Araştırmalar akran zorbalığı sonrasında öğrencilerin en büyük kaygısının ispiyoncu damgası yemek olduğunu ve bu korkunun yardım istemenin önündeki en büyük engel olduğunu gösteriyor. Öğrencilerinize zorbalık yaşadığında yardım istemenin ya da şikayet etmenin en doğal hakları olmadığını açıklayın. Bununla birlikte öğrencilerin kimliklerini açık etmeden sizden yardım isteyebilecekleri yollar yaratın.
Sınıfınıza bir “Keşke Öğretmenim Bilse!” kutusu koyun. Böylece öğrencilerin sizinle yüz yüze gelmeden yardım isteyebilecekleri bir güven ortamı yaratın.
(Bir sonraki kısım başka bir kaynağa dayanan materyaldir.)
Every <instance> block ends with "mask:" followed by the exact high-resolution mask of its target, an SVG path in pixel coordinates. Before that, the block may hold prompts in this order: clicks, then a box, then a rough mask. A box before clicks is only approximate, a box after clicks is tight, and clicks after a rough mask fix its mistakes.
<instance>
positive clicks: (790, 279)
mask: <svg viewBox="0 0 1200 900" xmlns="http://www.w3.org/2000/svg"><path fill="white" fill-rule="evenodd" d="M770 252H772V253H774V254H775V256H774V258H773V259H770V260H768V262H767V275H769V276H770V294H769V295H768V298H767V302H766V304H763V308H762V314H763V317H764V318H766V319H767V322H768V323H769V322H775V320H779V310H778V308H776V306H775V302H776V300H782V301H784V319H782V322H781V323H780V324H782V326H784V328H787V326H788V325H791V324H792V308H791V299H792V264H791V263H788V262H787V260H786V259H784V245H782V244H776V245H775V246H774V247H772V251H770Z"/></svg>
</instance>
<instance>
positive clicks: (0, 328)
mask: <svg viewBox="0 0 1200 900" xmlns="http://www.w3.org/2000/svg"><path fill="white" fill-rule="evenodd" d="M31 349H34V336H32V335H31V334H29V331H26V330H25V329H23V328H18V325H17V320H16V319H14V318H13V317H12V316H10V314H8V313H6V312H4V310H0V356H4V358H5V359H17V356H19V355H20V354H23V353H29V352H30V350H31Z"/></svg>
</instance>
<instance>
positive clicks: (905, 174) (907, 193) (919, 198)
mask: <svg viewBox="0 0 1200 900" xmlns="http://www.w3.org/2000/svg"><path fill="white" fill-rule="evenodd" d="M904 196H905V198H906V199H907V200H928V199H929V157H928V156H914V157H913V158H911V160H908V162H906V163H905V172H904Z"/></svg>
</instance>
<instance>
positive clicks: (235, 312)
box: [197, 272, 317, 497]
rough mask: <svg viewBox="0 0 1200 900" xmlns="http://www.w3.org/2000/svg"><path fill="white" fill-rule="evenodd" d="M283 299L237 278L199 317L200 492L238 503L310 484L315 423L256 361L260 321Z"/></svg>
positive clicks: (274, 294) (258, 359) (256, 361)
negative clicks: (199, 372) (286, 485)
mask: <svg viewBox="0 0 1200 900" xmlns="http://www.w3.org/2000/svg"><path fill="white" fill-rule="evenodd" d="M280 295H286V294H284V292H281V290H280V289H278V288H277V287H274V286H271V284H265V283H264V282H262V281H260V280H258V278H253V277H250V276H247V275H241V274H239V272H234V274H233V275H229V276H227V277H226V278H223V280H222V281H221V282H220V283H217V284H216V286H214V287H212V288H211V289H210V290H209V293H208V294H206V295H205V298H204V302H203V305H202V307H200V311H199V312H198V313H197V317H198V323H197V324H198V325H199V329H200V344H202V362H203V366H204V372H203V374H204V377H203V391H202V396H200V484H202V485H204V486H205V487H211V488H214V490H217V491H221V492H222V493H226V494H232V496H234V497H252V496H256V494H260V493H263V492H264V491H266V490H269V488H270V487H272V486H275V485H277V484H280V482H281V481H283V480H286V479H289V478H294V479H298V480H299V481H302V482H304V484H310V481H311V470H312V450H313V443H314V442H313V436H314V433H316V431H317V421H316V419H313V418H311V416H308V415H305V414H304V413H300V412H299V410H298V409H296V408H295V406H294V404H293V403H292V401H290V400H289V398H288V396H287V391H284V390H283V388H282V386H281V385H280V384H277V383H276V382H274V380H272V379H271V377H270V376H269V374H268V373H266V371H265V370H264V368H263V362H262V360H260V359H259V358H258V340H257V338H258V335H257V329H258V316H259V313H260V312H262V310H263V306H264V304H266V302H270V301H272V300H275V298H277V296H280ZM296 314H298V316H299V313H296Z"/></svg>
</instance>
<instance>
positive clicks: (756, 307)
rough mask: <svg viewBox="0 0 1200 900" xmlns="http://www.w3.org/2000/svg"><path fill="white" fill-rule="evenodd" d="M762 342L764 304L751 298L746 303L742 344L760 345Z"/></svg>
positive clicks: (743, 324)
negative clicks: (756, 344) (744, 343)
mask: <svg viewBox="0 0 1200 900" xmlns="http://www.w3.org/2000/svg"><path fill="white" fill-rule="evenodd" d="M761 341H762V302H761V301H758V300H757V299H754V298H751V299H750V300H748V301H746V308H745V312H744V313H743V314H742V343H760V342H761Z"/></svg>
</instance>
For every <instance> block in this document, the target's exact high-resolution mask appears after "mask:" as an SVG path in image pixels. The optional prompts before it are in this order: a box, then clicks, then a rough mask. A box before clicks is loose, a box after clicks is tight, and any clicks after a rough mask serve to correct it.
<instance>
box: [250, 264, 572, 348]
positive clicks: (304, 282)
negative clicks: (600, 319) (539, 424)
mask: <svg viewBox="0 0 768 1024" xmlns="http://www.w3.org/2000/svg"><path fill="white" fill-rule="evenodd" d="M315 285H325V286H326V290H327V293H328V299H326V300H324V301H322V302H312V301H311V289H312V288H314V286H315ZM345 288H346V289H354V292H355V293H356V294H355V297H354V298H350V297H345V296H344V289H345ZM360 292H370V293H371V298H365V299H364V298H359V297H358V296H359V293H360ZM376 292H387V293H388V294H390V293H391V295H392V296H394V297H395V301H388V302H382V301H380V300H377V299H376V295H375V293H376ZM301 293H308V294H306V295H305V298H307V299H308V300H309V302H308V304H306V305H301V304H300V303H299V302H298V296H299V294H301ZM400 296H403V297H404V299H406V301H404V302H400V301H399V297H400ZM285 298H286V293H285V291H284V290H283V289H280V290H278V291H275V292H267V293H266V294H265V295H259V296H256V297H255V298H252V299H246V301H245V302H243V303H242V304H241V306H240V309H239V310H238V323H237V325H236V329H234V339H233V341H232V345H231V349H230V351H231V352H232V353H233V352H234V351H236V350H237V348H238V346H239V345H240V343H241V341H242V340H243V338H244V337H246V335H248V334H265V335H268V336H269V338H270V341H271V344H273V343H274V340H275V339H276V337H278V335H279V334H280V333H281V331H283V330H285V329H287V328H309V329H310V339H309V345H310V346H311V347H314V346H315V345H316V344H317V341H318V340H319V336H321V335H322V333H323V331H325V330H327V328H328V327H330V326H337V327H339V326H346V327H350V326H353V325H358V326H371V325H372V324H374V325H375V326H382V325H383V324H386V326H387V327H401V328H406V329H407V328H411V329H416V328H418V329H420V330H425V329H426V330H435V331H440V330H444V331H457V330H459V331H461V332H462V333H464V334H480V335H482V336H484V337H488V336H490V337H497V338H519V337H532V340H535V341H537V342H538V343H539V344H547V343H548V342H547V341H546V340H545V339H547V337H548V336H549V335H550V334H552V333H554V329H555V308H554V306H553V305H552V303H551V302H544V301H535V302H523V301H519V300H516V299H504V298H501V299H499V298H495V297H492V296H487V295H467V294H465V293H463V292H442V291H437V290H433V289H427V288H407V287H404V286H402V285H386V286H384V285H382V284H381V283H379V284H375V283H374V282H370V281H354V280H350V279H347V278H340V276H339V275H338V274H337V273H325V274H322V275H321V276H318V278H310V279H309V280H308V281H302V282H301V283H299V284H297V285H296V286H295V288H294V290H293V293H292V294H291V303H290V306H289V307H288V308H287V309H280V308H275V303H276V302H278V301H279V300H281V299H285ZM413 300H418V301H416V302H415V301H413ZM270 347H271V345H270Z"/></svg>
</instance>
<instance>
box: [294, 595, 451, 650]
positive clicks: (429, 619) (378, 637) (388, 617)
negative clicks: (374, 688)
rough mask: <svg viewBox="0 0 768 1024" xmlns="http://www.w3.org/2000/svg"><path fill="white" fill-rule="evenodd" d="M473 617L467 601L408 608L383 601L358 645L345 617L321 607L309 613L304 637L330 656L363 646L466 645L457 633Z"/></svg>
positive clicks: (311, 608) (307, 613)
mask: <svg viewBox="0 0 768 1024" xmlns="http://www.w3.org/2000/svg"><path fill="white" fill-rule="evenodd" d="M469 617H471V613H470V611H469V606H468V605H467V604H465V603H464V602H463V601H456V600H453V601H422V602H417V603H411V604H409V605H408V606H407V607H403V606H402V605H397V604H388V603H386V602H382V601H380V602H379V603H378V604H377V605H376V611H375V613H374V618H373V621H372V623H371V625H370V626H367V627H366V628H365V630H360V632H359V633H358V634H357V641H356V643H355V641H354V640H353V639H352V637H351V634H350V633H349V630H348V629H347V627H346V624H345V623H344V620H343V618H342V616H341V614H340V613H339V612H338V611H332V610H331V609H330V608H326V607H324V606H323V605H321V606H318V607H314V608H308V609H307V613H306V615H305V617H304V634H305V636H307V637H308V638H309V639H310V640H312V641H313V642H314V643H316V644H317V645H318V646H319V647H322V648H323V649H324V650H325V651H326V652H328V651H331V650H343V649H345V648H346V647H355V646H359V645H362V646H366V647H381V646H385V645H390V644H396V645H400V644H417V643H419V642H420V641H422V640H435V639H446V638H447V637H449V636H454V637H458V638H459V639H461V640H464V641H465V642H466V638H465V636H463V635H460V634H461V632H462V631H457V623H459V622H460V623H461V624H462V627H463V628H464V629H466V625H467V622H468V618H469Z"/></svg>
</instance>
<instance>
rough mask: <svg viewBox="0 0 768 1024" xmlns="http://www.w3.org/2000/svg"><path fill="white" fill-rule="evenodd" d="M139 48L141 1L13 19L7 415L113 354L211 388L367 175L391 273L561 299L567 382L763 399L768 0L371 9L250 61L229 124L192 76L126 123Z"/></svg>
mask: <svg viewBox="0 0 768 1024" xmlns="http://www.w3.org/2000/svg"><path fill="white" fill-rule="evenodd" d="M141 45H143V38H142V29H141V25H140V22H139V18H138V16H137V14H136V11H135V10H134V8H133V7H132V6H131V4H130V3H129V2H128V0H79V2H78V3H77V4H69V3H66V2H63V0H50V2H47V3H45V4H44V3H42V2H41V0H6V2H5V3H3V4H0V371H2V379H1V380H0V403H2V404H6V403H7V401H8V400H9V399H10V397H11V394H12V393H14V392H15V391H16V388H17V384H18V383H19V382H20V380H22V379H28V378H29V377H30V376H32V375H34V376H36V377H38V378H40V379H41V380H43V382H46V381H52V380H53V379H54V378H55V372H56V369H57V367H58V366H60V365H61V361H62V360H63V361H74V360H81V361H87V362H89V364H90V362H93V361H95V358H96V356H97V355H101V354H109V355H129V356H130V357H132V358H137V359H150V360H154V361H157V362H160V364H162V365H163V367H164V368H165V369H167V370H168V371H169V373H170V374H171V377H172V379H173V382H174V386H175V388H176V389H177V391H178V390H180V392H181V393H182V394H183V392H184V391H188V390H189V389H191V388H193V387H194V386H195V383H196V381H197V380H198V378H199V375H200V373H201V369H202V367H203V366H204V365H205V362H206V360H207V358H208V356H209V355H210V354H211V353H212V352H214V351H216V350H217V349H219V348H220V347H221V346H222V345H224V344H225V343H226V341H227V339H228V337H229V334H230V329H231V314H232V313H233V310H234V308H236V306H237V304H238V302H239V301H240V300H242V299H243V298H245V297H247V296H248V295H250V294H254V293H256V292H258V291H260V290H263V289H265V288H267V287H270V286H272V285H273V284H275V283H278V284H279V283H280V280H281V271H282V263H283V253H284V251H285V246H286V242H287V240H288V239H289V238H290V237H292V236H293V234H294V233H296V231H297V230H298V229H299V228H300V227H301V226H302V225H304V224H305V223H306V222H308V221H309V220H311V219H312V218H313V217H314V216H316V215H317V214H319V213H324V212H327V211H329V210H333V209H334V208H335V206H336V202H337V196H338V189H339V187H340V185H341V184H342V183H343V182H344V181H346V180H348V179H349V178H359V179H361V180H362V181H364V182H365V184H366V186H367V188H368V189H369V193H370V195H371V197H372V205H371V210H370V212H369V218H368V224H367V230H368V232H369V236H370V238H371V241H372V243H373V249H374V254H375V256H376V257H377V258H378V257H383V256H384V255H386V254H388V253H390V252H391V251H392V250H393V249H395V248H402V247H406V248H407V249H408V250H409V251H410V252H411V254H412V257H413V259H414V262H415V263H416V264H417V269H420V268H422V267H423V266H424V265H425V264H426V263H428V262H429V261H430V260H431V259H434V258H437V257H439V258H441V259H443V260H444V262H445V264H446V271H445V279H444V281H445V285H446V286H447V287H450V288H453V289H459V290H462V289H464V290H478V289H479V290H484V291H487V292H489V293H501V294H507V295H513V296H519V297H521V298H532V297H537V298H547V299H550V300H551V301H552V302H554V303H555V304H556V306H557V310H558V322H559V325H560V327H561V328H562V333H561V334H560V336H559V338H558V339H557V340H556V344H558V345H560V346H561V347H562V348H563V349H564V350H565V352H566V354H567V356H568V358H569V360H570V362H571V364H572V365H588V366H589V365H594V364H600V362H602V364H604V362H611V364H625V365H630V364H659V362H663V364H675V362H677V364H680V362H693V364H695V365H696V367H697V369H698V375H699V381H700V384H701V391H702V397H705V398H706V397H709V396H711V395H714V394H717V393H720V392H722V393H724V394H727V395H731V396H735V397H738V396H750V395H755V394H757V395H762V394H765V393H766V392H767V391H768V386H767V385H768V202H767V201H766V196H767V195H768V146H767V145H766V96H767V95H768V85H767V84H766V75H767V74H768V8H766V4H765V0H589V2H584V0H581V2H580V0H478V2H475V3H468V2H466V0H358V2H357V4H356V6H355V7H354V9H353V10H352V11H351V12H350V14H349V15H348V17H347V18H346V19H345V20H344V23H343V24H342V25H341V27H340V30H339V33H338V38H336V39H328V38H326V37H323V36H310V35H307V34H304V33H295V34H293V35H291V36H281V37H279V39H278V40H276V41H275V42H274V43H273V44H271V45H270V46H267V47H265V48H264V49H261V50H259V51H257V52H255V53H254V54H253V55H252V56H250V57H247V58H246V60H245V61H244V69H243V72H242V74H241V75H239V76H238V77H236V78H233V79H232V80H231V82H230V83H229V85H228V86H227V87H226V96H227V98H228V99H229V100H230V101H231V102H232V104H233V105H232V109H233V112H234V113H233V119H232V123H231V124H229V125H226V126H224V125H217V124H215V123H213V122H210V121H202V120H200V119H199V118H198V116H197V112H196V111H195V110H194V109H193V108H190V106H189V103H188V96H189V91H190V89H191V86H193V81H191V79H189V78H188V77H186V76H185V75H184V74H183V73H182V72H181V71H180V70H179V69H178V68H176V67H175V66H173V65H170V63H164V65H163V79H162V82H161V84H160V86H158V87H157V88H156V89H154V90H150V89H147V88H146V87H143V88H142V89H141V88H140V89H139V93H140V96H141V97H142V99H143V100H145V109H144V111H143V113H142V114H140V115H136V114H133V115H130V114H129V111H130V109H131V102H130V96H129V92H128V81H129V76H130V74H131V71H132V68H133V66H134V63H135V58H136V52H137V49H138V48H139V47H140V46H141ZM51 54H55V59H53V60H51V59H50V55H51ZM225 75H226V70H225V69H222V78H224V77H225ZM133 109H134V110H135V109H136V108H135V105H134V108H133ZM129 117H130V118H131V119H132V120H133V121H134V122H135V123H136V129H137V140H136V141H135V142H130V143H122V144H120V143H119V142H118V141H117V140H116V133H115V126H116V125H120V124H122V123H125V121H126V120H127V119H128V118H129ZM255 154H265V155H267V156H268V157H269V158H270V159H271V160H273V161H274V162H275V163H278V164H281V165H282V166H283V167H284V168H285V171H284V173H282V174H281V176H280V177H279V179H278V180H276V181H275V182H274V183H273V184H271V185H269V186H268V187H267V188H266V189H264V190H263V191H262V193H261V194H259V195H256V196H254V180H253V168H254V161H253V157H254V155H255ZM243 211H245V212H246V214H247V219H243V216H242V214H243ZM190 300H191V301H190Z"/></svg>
Sizden yardım isteyen öğrenciniz aynı zamanda bu bilgiyi nasıl kullanmanız gerektiğine de karar verebilsin. Hazırladığınız standart kağıtların altına “Bu bilgiyi sınıfla paylaşın.”, “Sadece siz bilin.”, “Bunu sizinle konuşmak istiyorum.” gibi seçenekler oluşturun.
Ulaşılabilir Olduğunuzu Gösterin!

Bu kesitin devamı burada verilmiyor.